ДЮРЕР(не слышит) – Дизъюнкция, дистинкция, если угодно… Груди великоваты. Да,
С грудью я переборщил… Слишком большая грудь. Поди сюда, Лукас.
Дукас, продолжая тереть в фарфоровой мисочке краску, приближается к учителю
ДЮРЕР – Что ты думаешь об этой картине, Лукас?
ЛУКАС (подобострастно) – Она прекрасна, как и все, что Вы делаете, маэстро. Кажется, что ангелы водят Вашей рукой.
КАТРИН (сучит ногами) – Пи-пи!.. Пи-пи!..
ДЮРЕР – А груди, Дукас, груди Пресвятой Девы? Не велики? Говори правду, не бойся, ложь-большой грех.
Лукас тупо таращится на полотно. Груди, действительно, чудовищны. Они занимают едва ли не половину всей композиции.
ЛУКАС – Эээ-э-э-э…
ДЮРЕР (нервно) – Не считаешь ли ты, что грудь стоит слегка уменьшить?..
ЛУКАС – Ээээ…
ДЮРЕР – Идиот!..Эти груди- лучшее, что я написал в своей жизни. Велики? Ничуть! Ведь это – груди Пресвятой Девы. Она выкармливала ими Господа Нашего! Господа Нашего!
Избивает ученика до полусмерти. Лукас, чуть живой, отползает в свой угол и продолжает кое-как тереть краску. Дюрер пристально смотрит на полотно.
ДЮРЕР – Впрочем… Мальчишка, может быть, и не совсем неправ…
(Обмакивает кисть в краску, подходит к картине, пытается уменьшить грудь).
- Вот, кажется, лучше…
- (Груди уменьшены чуть ли не до размеров грецкого ореха)
– Проверим.
(Направляется к натурщице, срывает с нее драпировку).

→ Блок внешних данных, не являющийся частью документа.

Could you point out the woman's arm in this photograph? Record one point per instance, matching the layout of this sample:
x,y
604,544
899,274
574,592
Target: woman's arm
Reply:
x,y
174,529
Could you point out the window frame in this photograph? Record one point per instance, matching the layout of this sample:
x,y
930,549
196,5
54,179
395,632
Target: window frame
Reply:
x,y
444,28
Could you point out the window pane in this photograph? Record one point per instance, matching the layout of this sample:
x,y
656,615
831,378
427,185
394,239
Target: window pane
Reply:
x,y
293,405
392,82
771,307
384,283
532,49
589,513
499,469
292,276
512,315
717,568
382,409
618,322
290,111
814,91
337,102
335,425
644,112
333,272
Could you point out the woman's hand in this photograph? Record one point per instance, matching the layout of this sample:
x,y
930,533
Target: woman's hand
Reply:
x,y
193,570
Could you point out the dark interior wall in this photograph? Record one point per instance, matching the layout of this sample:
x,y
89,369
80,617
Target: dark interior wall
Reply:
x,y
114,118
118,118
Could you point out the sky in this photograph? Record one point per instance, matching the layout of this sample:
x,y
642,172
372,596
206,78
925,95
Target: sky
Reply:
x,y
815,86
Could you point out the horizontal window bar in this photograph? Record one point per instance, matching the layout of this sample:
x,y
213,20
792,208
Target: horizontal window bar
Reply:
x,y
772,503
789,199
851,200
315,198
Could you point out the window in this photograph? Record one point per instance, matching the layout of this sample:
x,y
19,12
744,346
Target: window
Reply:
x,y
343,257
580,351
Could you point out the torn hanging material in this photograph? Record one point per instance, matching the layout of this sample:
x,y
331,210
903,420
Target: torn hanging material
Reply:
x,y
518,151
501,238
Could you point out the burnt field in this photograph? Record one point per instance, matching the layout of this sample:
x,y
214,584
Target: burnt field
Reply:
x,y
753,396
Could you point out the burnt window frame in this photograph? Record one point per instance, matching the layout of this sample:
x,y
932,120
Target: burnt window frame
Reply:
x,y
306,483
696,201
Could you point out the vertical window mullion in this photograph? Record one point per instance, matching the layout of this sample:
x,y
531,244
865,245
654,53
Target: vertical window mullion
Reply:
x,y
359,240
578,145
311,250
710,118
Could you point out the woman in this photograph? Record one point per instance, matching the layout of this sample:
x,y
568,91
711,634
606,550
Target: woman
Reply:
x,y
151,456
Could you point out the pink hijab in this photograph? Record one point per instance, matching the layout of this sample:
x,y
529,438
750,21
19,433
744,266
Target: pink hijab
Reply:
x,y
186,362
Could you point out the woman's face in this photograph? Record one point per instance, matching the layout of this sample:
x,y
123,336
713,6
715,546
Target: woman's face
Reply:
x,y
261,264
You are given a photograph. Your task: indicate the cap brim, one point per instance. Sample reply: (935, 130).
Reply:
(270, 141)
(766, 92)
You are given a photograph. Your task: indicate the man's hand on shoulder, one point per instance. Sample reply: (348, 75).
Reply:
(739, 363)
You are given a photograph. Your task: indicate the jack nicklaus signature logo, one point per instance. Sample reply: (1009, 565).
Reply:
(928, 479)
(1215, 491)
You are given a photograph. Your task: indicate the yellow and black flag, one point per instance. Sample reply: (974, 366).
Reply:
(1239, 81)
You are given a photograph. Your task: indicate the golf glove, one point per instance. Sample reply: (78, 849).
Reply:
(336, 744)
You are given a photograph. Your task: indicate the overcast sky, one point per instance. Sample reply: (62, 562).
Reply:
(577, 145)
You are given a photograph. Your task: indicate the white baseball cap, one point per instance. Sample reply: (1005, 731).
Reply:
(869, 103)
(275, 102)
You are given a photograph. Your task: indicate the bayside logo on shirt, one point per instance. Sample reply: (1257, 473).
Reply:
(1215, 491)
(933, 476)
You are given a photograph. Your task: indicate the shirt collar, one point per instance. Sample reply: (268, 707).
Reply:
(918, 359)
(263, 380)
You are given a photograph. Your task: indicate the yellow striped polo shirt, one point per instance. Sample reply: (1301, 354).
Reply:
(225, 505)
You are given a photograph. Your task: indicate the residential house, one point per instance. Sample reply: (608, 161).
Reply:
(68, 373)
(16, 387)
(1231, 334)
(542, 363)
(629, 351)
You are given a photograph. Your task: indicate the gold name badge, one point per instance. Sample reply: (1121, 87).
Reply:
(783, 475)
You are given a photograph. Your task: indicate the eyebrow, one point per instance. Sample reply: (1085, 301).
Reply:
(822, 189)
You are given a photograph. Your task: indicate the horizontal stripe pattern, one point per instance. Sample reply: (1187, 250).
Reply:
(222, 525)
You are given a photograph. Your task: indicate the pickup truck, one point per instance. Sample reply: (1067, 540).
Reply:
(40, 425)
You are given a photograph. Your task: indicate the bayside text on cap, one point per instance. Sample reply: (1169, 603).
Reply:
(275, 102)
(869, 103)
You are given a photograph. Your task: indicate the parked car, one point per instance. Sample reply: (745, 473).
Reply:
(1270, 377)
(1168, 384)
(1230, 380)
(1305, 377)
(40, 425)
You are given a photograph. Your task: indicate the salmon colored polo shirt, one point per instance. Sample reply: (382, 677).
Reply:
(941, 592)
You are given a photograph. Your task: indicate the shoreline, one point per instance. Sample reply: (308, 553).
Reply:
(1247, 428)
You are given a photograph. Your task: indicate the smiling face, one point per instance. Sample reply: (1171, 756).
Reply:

– Натура – великий учитель, она никогда не обманывает. Нужно только уметь смотреть…
Груди Катрин отличаются весьма внушительными размерами. Дюрер растерянно переводит взгляд с груди Катрин на картину и обратно. При этом он вертит головой столь рьяно, что зритель начинает беспокоиться- как бы она не отвалилась.
ДЮРЕР – Почему у тебя такая большая грудь?
КАТРИН – Ткой создал меня Господь… Я хочу пи-пи.
ДЮРЕР – Неблагодарная! (Продолжает вертеть головой). Я плачу тебе два штюбера. Я дал тебе штюбер на чай. Ты ленива и неблагодарна, как, впрочем, все южане.
КАТРИН (капризно)– Пи-пи, пи-пи!…
Лукас, который уже пришел в себя, хихикает в своем углу.
ДЮРЕР (в ярости) – Так вы заодно?! Я должен закончить картину сегодня, во что бы то ни стало.Вот-вот явятся заказчики- бургомистр и эта свинья-епископ, принимать работу.
Сегодня истекают все сроки. Возьми это. (Протягивает Катрин первую попавшуюся посудину). Бог тебе судья, несчастная.
Возвращается к полотну, что-то энергично малюет. Катрин мочится в посудину, не сходя с подиума.
ДЮРЕР – (привлеченный звуком льющейся мочи, смотрит на Катрин). – Чудно, право, как подумаешь! Ужель и Пресвятая мочилась, как простая женщина?..
Лукас хихикает. Дюрер в гневе запускает в него кисточкой.
СЦЕНА 2
Пивная в Нюрнберге. Несколько местных художников пьют пиво и перемывают кости
своему собрату по цеху.
1-й – Старик совсем деградировал.
2-й – Он лишился рассудка. Он устраивает оргии с натурщицами.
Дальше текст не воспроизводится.